Here we are yet again, the time of the year where it’s not strange to drink eggnog or walk around as a mini pillow. But most importantly, we have our gifts! Oh, falalala, the iPods, TVs, video games and tablets. Grandma might send a hundred-dollar bill in her Christmas card, and you’ve finally finished the list of things you want and it’s ready to give to Santa Clause*. But wait! Holidays are about the cost of the gift and how many you get, and if you don’t get as many gifts as little Jenny down the street, you won’t be as cool and none of the other kids want to play with you. Because you’re five and that stuff is exactly what the holidays are all about.
But you’re not five anymore. Matter of fact, once you get older, people stop reminding you that the holidays aren’t all about that. It’s nice to get things; that’s something no one would disagree with. People plus shiny things equals happy people. Happy people plus money equals happy businesses. We all just want to be happy, right?
As we spend more and more, we forget that little message that Rudolph the Red-nosed Reindeer and Frosty the Snowman tried to subconsciously put into our small, malleable heads. It’s all about spending time. In a progressive society, technology works in our favor; people spend 22% more on sales online than in an actual store (which is saying they spend more than the $700 they spend around this time).
Time that is so precious. We look at the clock as if 2:20 will never hit and then barely have time to blink before we’re in the same spot again the next day. The past never feels like the present when you’re in the past. Time seems to not have a limit but each day we grow and soon it’s gone. That’s no reason to run down the street YOLOing, but it’s a simple fact we forget, not only around the holidays, but just in general. If God is your kind of thing, then you can say you’re here for a reason, if He’s not, you’re still here, shut up and be happy.

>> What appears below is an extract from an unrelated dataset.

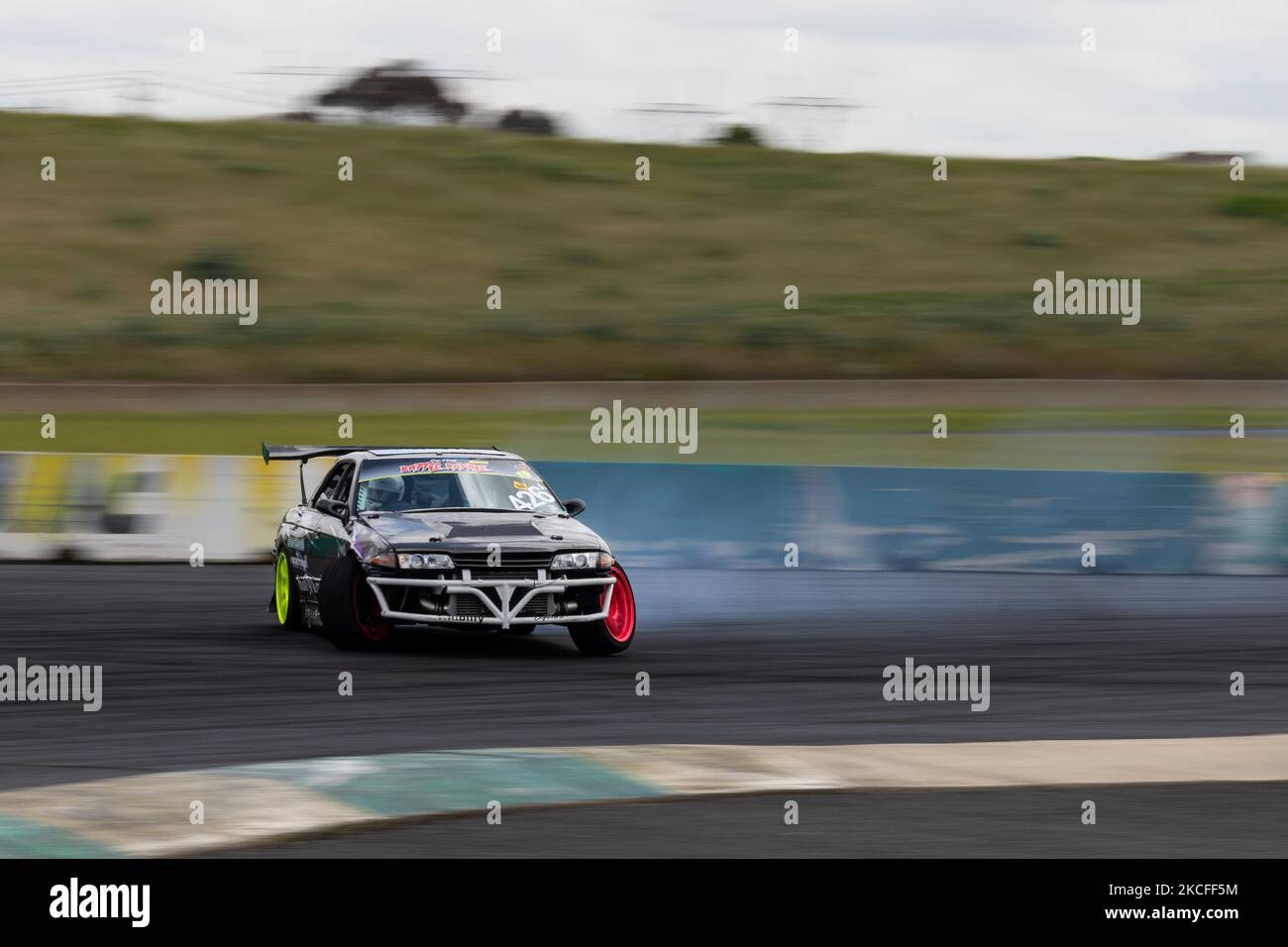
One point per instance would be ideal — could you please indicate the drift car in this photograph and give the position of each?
(442, 538)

Let’s not let the stress the accompanies the holiday times get us down this year. People around this time are doing too much: eating too much, drinking too much, buying too much. Instead of worrying how much to spend for this person and what kind of gift this person is buying you, enjoy the snow (or lack thereof), buy an evergreen and throw some of those jingly things and a big bright star on it, and constantly sing some “Baby, It’s Cold Outside”. Any person who is only concerned with the price of the gift you get them is someone who has seriously lost sight of this time of year or a person that you shouldn’t be wasting your time. So don’t waste your money.
*DISCLAIMER: Santa Claus isn’t real.